Republican Presidential nominee Donald Trump will reportedly roll out some sort of new policy proposal on immigration reform this week. The plan is for Trump to clarify and expand upon his immigration reform proposals in a big speech on Wednesday in Arizona.
Trump is being forced to get into greater specifics about his immigration policies after flopping all over the place in a series of interviews last week. Apparently, the American public would like to know more about a set of policies which until now have consisted mainly of a) Promising to build a giant wall along the Mexican-U.S. border, and b) Magically identifying and deporting just the bad immigrants.
CNN explains how we got to this point, and why this is “immigration week” in Trumpville:
Donald Trump’s lack of clarity on his plans for dealing with some 11 million undocumented immigrants in this country has been so head-spinning in recent weeks it’s starting to look deliberate.
Facing headwinds among moderate voters who view his past rhetoric as racist, but trying to assuage his core conservative base, Trump has attempted something of an image makeover during the past two weeks — leaving Democrats and Republicans alike unclear on where actually Trump stands.
Naturally, Trump is blaming the big bad media for the fact that his immigration proposals don’t actually make any sense when you have to account for things like, you know, details and stuff. This isn’t going over very well with actual members of the big bad media, as the Washington Post explains:
The idea that we have “no control” over our border is not true. As Jerry Markon reported, as of one year ago, most available evidence indicated that thanks in part to stepped up border security efforts in recent years, “illegal immigration flows have fallen to their lowest level in at least two decades.” But beyond that, let’s pause to marvel at the spectacle of Trump blaming the media for this focus on mass deportations. That promise has been key to Trump’s candidacy for over a year. [Pols emphasis] As early as August of 2015 Trump was already saying on national television that all undocumented immigrants in this country “have to go.” A month later he said that his plan was to round them up “in a humane way.” A couple months after that Trump indicated that “they’re gonna have to go out,” and if not, “we don’t have a country.” In February of this year Trump said: “We have at least 11 million people in this country that came in illegally.
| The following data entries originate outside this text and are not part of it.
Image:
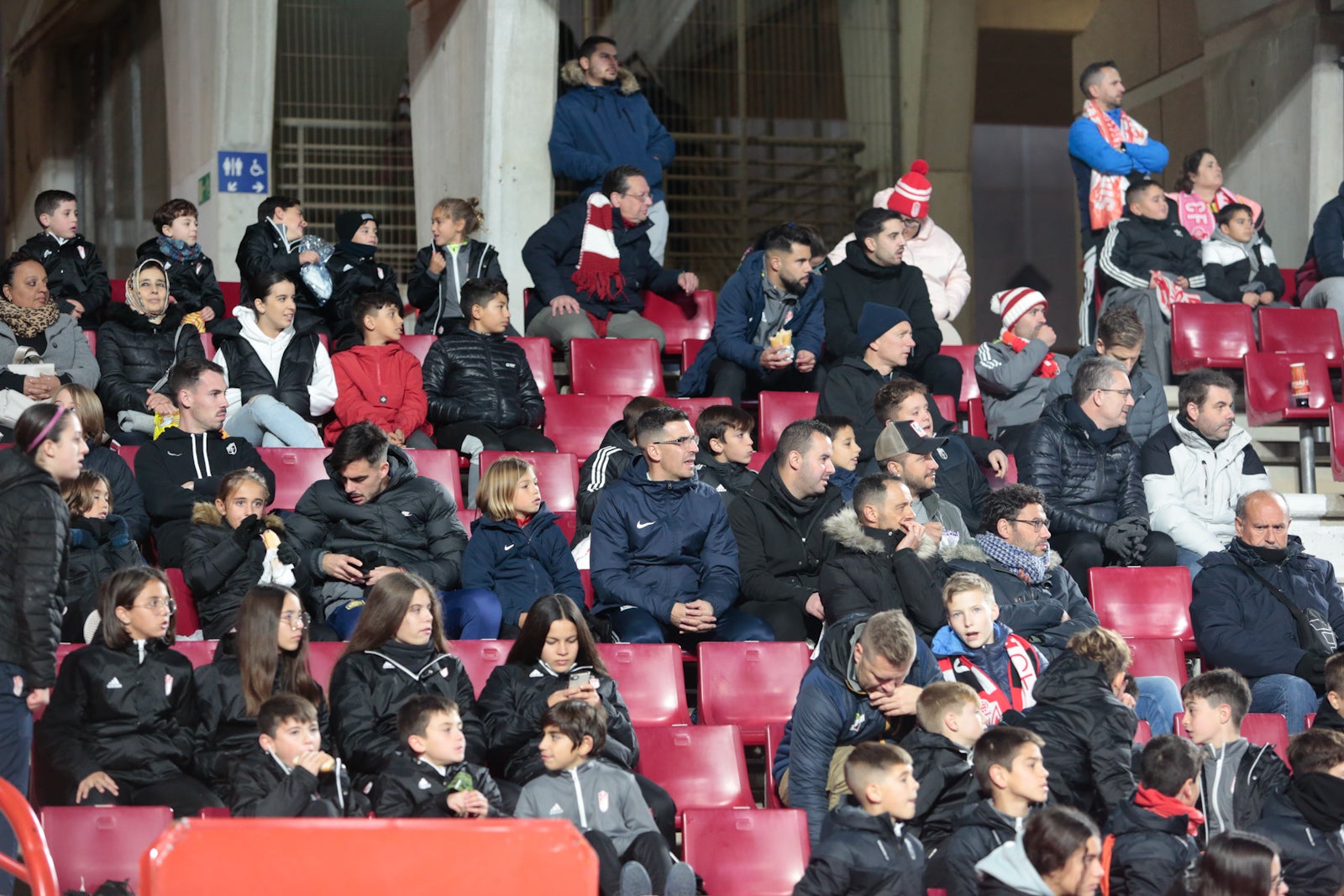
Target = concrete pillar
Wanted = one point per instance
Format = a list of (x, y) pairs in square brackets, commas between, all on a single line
[(219, 60), (483, 93)]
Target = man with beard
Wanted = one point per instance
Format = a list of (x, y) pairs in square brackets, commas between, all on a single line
[(769, 325)]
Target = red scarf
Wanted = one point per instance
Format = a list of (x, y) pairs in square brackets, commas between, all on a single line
[(1048, 367), (1167, 806)]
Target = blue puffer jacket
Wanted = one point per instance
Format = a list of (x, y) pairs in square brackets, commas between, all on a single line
[(521, 563), (738, 317), (660, 543)]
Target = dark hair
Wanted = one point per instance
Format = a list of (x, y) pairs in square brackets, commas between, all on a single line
[(544, 611), (1168, 762), (1054, 835), (171, 211), (49, 201)]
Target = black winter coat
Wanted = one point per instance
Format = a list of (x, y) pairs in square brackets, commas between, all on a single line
[(514, 703), (134, 354), (121, 714), (370, 687), (481, 376), (1089, 736), (35, 533), (1088, 484), (192, 282)]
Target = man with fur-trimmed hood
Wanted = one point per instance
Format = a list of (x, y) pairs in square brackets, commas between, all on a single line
[(605, 121)]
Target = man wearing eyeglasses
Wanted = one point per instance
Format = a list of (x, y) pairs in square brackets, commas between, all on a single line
[(1085, 463)]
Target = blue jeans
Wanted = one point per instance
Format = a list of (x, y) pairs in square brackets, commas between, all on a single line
[(1289, 696), (265, 421)]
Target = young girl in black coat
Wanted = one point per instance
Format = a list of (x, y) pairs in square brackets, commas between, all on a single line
[(114, 727)]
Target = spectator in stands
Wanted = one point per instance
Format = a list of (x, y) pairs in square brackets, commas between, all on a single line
[(1196, 468), (929, 248), (288, 774), (1106, 148), (272, 246), (591, 264), (355, 275), (76, 275), (187, 463), (1016, 369), (194, 286), (602, 121), (434, 291), (1012, 775), (375, 516), (517, 550), (1086, 465), (1269, 610), (1088, 721), (140, 340), (480, 387), (874, 273), (280, 376), (726, 448), (1305, 820), (265, 656), (101, 458), (769, 325), (380, 380), (961, 481), (663, 557), (233, 547), (880, 559), (118, 730), (779, 527), (1153, 851), (1120, 335), (885, 786), (1151, 262), (1238, 775), (862, 687), (549, 663)]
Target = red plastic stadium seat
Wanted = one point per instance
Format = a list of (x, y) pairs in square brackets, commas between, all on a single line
[(1144, 602), (94, 844), (750, 684), (578, 422), (702, 766), (1210, 335), (746, 853), (777, 411), (616, 365), (480, 658), (558, 474), (651, 681)]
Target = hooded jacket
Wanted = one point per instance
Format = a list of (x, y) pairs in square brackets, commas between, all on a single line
[(1240, 625), (738, 317), (781, 539), (35, 533), (201, 458), (859, 281), (597, 128), (832, 711), (512, 705), (134, 354), (660, 543), (1191, 486), (864, 855), (866, 573), (521, 563), (1088, 484), (1089, 736)]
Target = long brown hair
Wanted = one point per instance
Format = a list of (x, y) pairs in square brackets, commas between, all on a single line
[(385, 607), (260, 658)]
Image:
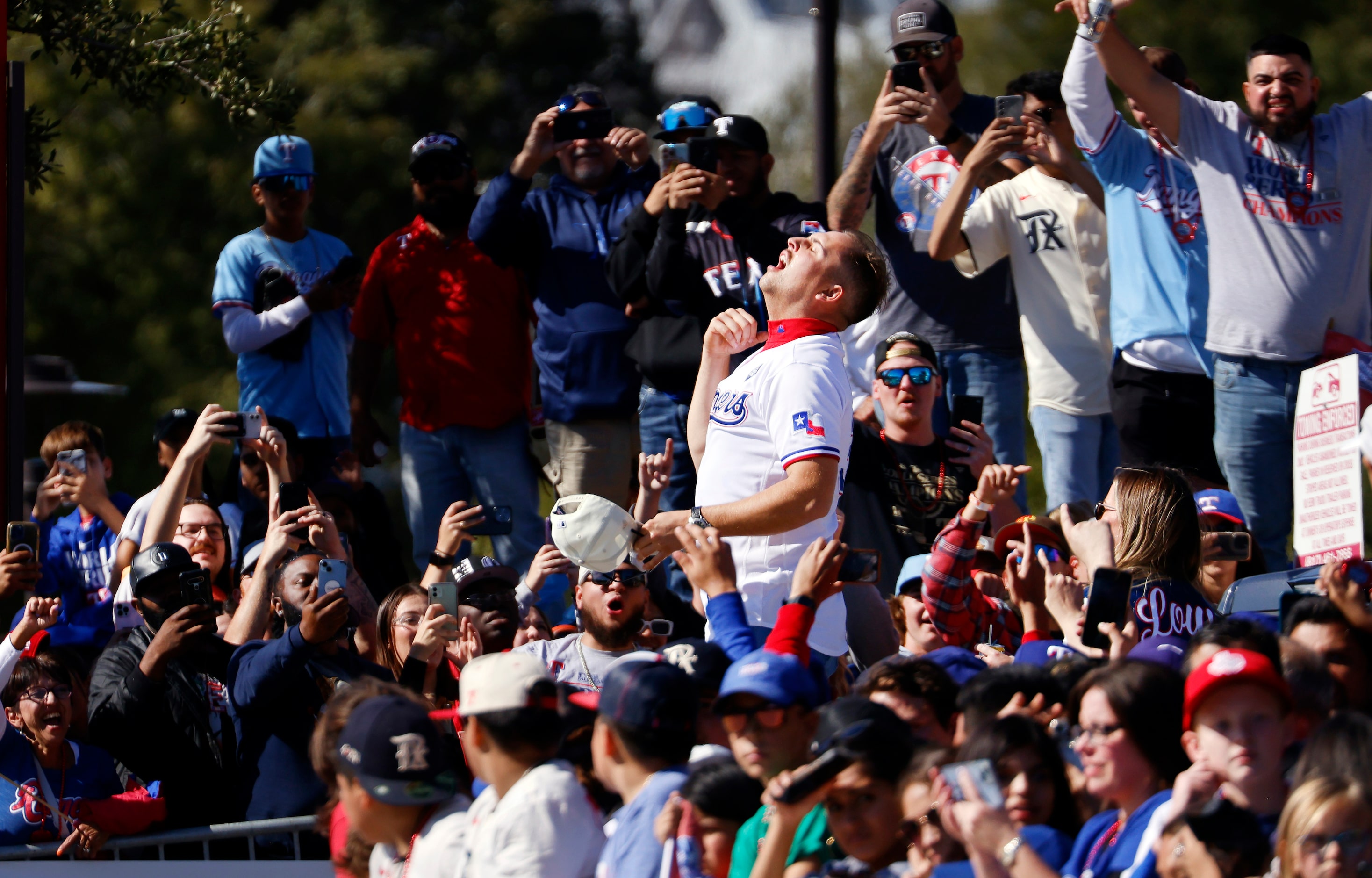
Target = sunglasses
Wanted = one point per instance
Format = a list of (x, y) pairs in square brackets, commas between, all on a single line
[(918, 375), (768, 717), (590, 99), (301, 183)]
They will go out.”
Now Trump insists that the aspect of his plan that really matters is his pledge to secure the border. Now, it’s true that Trump has long emphasized border security. But Trump also frequently vowed mass deportations, and that probably helped him win the nomination. Poll after poll after poll showed that GOP voters supported this goal.
Much to the chagrin of the Trump campaign, the media is also figuring out that Trump’s immigration policies were always intentionally vague. Or as Peter Beignet writes for The Atlantic:
What the commentary of the last few days has generally overlooked is that while immigration was key to Trump’s success in the Republican primary, Trump never actually offered an immigration policy. To the contrary, his success rested in large measure on his ability to avoid one.
And there you have it. Perhaps words still have meaning in politics after all.